Sri Lanka to pay Iran oil debt in tea as trade partners look for creative ways to avoid Trump sanctions

Reuters
Reuters

Sri Lanka is drawing up proposals to get around international sanctions on Iran by paying its oil debt with the Middle East country in tea, according to a report.

Ceylon Petroleum Corporation (CPC), the national oil and gas company of Sri Lanka, owes Iran $250m for oil purchases made recent months.

But new regulations designed to make Sri Lanka compliant with UN Security Council sanctions on Iran mean a straight financial transaction with Iranian government bodies could fall foul of the rules.

At the same time, Iran is the fourth-largest market for Sri Lankan tea, a commodity that is not prohibited by the terms of any UN Security Council sanctions.

Speaking to the country’s Sunday Times newspaper, the chair of the Sri Lanka Tea Board said the amount owed by CPC was the equivalent of a year’s tea exports going the other way.

“If the CPC pays us, we can continue the export of tea to Iran as there is no ban on this commodity. The amount the CPC owes Iran can offset payment for a year of tea export to Iran,” he said.

Tea Board chairman Lucille Wijewardena said more talks would be held in the coming week to allow Sri Lanka to continue to trade with Iran in spite of UN sanctions. Sri Lanka exported 27,419 metric tonnes of tea to Iran in 2017.

Sri Lanka is not the only international partner reconsidering how it does trade with Iran, as the US prepares to impose tough new sanctions on Tehran at what Donald Trump has called “the highest level”.

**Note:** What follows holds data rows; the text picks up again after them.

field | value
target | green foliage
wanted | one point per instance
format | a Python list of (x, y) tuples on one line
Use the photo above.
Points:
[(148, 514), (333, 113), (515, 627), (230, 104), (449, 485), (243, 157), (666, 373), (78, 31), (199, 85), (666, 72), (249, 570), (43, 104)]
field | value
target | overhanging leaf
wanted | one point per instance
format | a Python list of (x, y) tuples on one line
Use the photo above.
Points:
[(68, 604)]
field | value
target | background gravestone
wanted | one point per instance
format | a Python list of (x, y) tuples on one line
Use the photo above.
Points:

Mr Trump announced two months ago that he would withdraw the US from the international agreement designed to ease sanctions on Iran, in exchange for restrictions on the country’s nuclear programmes.

The new US sanctions will begin in August with a ban on all dollar trade with Iran, and will then seek to punish US trading partners who invest in Iranian oil infrastructure or purchase crude from the country.

Indian rice exporters say they have already started to feel the pinch from the impending sanctions, as companies are forced to find new banking arrangements with European or Middle Eastern brokers, avoiding the dollar ban.

Iran is a big market for Indian basmati rice. At present, shipments for old contracts are going to Iran. But there is a delay in new contracts. So the trade is worried about Iran market,” Gumnam Arora, joint managing director of Kohinoor Foods, told the Economic Times.

Fear of angering the US has not stopped countries like India from engaging in high-level trade talks with Iran in the past month, as they seek to find sanctions workarounds.

And for others, there is a sense of frustration with the sweeping nature of Mr Trump’s actions. Sri Lankan plantation industries minister Navin Dissanayake told the Daily FT: “Iran is buying a lot of our tea and we have a bilateral agreement with them. Just because the Americans put sanctions on them, it doesn't mean that they have to impose a sanction on us.”